WHAT WE DO

At NomadsHRC, we are helping the Sahrawi people to build a path of liberation through cultural, human rights and media activism.

We support our partners through capacity building and international awareness-raising so that Sahrawi self-determination is not just a political goal but also a long-term nation-building project. For this reason, we work on projects that are initiated and run by Sahrawis themselves and that need outside support due to challenges posed by conditions in the refugee camps and in the occupied Western Sahara.

Through support for the Sahrawi film school, as well as through workshops and film grants, we are contributing to the creation of the first generation of Sahrawi filmmakers who have given birth to Sahrawi cinematography, a brand new art for Western Sahara.

While our main activities center around culture and the arts, our work also delves into media, law and advocacy in order to facilitate cross collaborations and contribute to the strengthening of the movement as a whole.

We prioritize work with women, youth and children, who face particular challenges as refugees and as occupied people.

Our purpose is as bold as it is urgent: to create conditions that will end the Moroccan occupation of Western Sahara.

Human Rights

In collaboration with Sahrawi human rights defenders and international organisations, we document and report on the grave human rights and humanitarian crisis inside the Morocco-occupied Western Sahara. Due to Morocco’s ban on international human rights monitors, and to the UN peacekeeping mission’s lack of a human rights mandate for Western Sahara, this work is critical to ensuring that the world knows about gross human rights abuses committed by Morocco against Sahrawi activists and human rights defenders, including citizen journalists.

Media

Our project Watching Western Sahara supports the efforts of at-risk Sahrawi citizen journalists to report on the widespread, systematic human rights violations and other abuses committed by Morocco in Western Sahara, including the plunder of the territory’s natural resources.

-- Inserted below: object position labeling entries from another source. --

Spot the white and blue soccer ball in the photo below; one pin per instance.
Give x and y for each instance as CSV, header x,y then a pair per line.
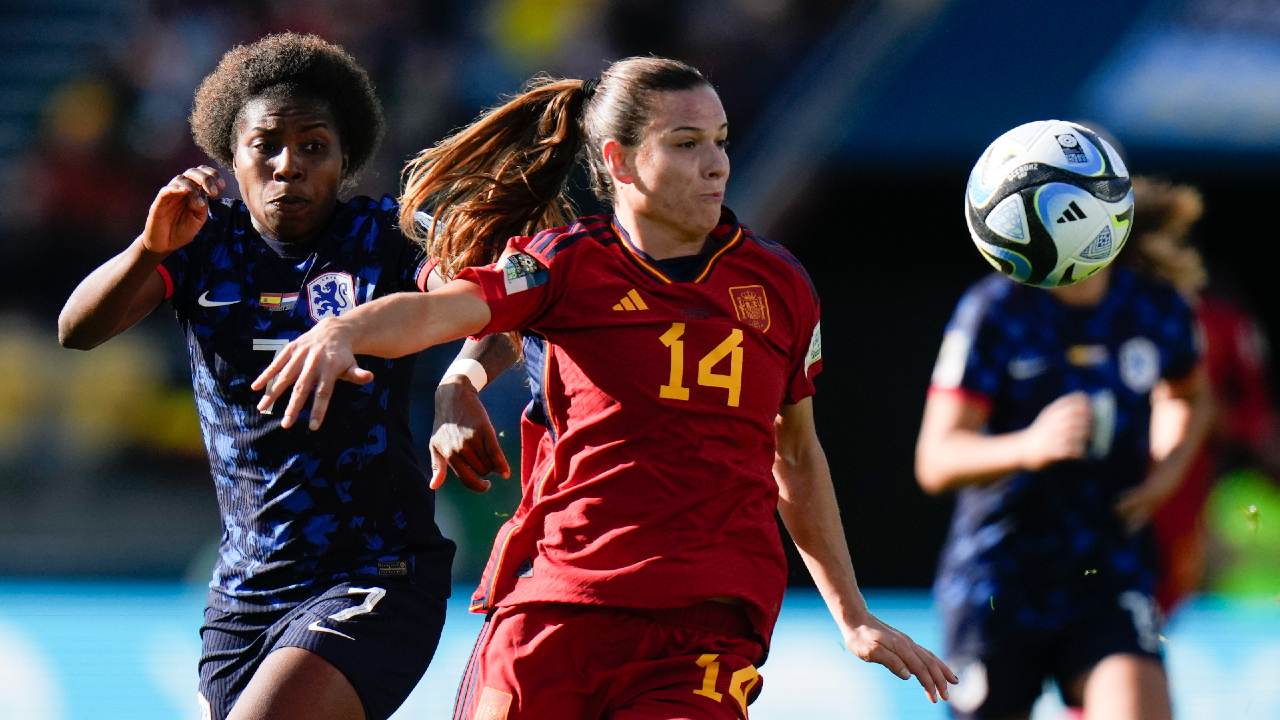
x,y
1050,203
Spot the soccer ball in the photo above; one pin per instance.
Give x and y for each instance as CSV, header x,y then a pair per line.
x,y
1050,203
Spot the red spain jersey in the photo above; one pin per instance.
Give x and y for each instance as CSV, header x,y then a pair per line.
x,y
653,483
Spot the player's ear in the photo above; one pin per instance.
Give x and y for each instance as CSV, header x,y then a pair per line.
x,y
617,159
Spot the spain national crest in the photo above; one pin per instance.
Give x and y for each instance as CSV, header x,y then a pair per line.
x,y
330,295
752,305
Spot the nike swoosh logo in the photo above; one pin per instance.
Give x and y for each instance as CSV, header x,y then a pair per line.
x,y
205,302
1027,368
318,628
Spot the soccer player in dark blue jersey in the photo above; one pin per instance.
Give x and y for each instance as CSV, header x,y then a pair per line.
x,y
328,596
1038,414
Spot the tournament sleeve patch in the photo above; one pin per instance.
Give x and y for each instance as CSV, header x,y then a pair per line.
x,y
814,347
521,272
952,358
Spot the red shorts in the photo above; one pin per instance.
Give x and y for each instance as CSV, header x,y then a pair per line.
x,y
561,661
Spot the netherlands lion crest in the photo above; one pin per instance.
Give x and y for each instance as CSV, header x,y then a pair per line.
x,y
752,305
330,295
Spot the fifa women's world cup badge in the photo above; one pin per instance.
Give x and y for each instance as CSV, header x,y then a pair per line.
x,y
330,295
752,305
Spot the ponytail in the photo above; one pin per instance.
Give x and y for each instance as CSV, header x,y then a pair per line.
x,y
503,176
507,173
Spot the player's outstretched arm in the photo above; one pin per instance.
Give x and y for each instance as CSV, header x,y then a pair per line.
x,y
389,327
464,438
807,502
952,451
127,287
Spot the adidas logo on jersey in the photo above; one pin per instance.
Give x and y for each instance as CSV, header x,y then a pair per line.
x,y
1068,215
631,301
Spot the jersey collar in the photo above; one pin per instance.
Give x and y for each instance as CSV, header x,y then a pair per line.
x,y
726,236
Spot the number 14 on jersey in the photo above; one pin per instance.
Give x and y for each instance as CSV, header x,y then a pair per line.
x,y
731,347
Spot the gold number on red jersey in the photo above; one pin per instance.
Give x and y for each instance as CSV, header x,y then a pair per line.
x,y
671,338
740,683
731,347
709,677
732,382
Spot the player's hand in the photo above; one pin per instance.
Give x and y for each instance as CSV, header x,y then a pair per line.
x,y
1060,432
874,641
181,209
464,437
314,361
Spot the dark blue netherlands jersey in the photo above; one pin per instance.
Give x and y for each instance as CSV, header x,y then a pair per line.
x,y
302,510
1043,547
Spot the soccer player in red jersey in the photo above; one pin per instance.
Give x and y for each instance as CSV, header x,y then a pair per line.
x,y
672,355
1246,428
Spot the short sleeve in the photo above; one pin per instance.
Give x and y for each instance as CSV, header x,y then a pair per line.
x,y
809,355
965,363
520,287
416,265
179,268
1179,336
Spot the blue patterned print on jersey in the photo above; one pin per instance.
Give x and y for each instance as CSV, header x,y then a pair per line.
x,y
304,510
1036,550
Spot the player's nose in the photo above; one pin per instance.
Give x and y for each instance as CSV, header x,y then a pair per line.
x,y
287,167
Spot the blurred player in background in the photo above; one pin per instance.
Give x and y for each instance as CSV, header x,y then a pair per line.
x,y
329,591
1038,415
673,354
1235,358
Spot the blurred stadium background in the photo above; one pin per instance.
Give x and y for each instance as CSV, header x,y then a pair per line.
x,y
854,128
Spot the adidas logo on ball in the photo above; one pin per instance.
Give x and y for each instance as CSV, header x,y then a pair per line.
x,y
1066,217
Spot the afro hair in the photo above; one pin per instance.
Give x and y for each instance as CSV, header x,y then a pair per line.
x,y
296,65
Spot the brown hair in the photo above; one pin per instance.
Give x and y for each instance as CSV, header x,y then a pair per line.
x,y
507,173
1160,242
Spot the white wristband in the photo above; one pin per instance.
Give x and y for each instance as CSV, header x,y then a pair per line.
x,y
470,368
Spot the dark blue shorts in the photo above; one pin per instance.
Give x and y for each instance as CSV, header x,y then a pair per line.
x,y
1002,671
378,632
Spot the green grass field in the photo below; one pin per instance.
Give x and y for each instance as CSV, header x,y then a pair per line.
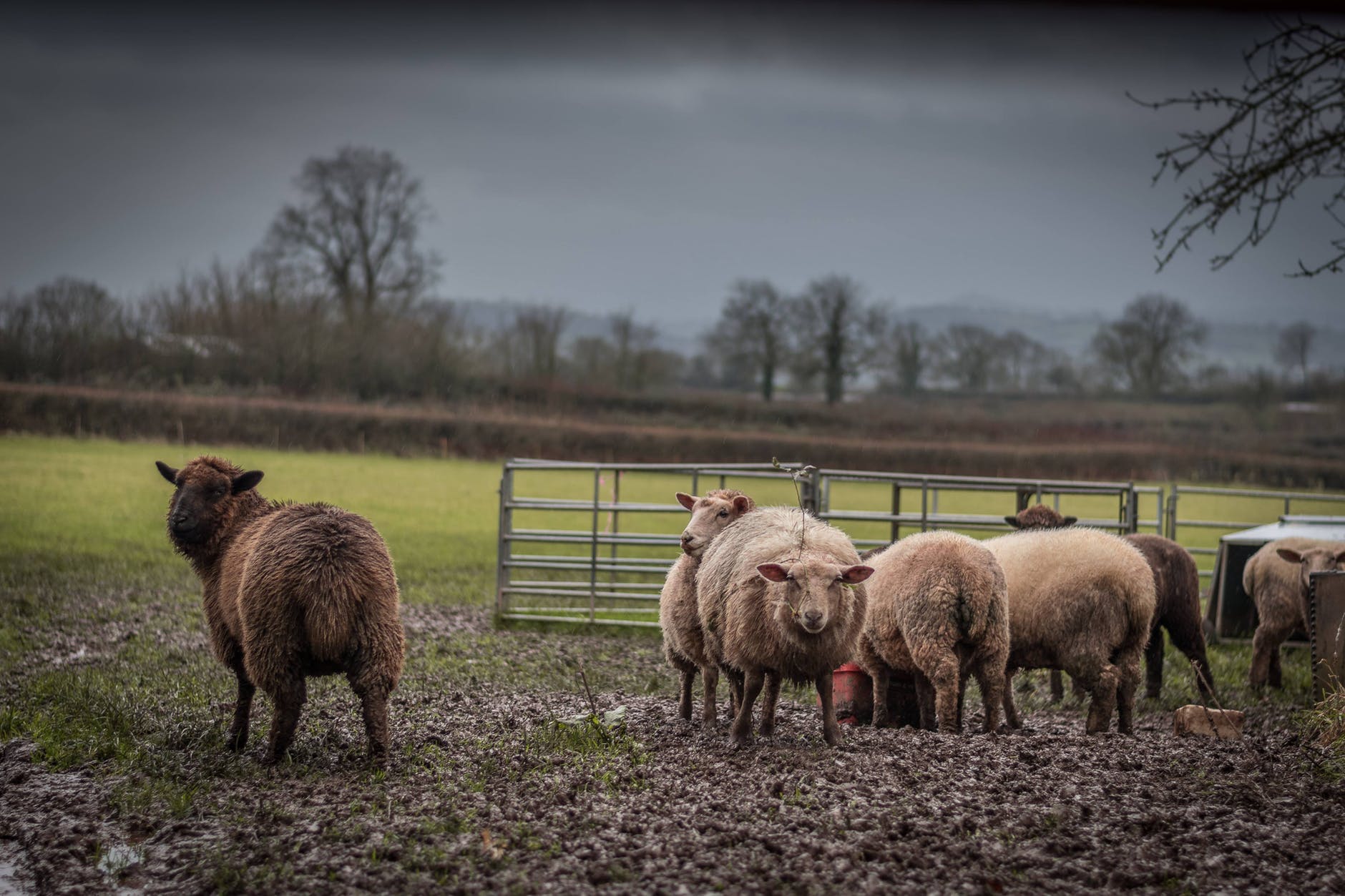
x,y
102,654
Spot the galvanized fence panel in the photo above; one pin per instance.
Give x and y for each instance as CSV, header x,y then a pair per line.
x,y
1200,534
591,544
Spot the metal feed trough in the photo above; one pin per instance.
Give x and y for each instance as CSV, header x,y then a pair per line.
x,y
592,544
1231,612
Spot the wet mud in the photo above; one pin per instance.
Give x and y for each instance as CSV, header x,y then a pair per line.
x,y
486,792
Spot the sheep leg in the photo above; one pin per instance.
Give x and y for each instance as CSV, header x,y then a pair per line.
x,y
830,728
709,711
735,691
1154,664
1126,689
1010,711
683,704
290,697
944,681
741,735
237,737
926,701
881,674
773,694
1265,647
1103,686
992,682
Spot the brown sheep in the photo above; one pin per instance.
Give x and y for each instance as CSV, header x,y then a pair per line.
x,y
683,644
936,609
1177,610
290,591
1080,601
779,594
1277,580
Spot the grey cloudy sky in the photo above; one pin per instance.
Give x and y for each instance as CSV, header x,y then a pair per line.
x,y
637,158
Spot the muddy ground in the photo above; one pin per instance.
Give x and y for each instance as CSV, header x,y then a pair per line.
x,y
486,793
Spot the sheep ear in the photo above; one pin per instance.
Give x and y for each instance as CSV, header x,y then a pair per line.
x,y
248,481
854,575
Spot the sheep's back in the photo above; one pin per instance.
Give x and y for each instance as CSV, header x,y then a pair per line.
x,y
1048,569
932,579
319,566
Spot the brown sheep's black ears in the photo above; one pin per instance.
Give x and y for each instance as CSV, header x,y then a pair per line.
x,y
244,482
854,575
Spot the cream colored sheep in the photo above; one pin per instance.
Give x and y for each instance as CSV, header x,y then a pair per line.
x,y
936,609
779,594
1080,601
1277,580
683,645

Sahrawi journalists, all working clandestinely, are one of the only sources of information from the ground due to Morocco’s near total ban on international media. Our support includes training for media activists, as well as curating and contextualising videos filmed by citizen journalists and eyewitnesses and to make these videos available to international monitors and media through an online platform.

Cultural Roots

Sahrawis under Moroccan occupation and in exile struggle daily to keep their cultural roots alive and transmit Sahrawi traditions through the generations. Our work centres on supporting efforts by Sahrawi cultural practitioners to preserve and protect their language, music, dance, art, literature, archeological patrimony and oral traditions and to develop ways to use new technologies, film and media in these efforts. Connecting Sahrawi youth with elders to promote intergenerational exchanges is our overarching goal. Our team has supported FiSahara and the EFA Abidin Kaid Saleh Audiovisual School since their founding.

ABOUT US


Our work focuses on supporting Sahrawi-led cultural, media and human rights projects in the Sahrawi refugee camps in Algeria, in the Morocco-occupied Western Sahara and in the diaspora with the ultimate goal of strengthening the struggle for justice, peace, human rights and self-determination of the Sahrawi people.


We are guided by the Sahrawis' conviction that the defense, preservation and transmission of Sahrawi culture are essential to their very survival as a people, as well as the most effective weapon against tanks, police batons and landmines used by the Moroccan régime against them. We believe that culture is a powerful awareness-raising tool that has the potential of reaching beyond the political and diplomatic channels to connect globally with civil society, media and key decision-makers.


To achieve our mission and vision, we support Sahrawi projects that preserve and protect the vibrant culture of Western Sahara, including the transmission of oral history, as well as media and human rights projects that shed light on the forgotten conflict in Western Sahara and bring international awareness on the human rights violations taking place in the occupied territory and on the grave humanitarian crisis faced by Sahrawi refugees.

PROJECTS

Click to view our extensive listing of films on Western Sahara

NomadsHRC has put together and organized a comprehensive, searchable catalogue of Western Sahara-themed films and videos including, whenever possible, contact information. It includes hundreds of films, making this the largest Western Sahara-themed film catalogue in existence.

There is an abundance of films and videos on Western Sahara, most produced in the past twenty years. Some have been professionally made while others are small productions, often by activists. A growing number are made by Sahrawis.

As a whole, this body of work provides a unique audiovisual narrative of the Spanish colonial era in Western Sahara, the Moroccan invasion and the exodus, the war, life in exile and under occupation and the current reality and struggle of the Sahrawi people. These films help raise international awareness about Western Sahara. As part of our work at FiSahara, NomadsHRC organizes thematic film screenings and Q&A’s around the world.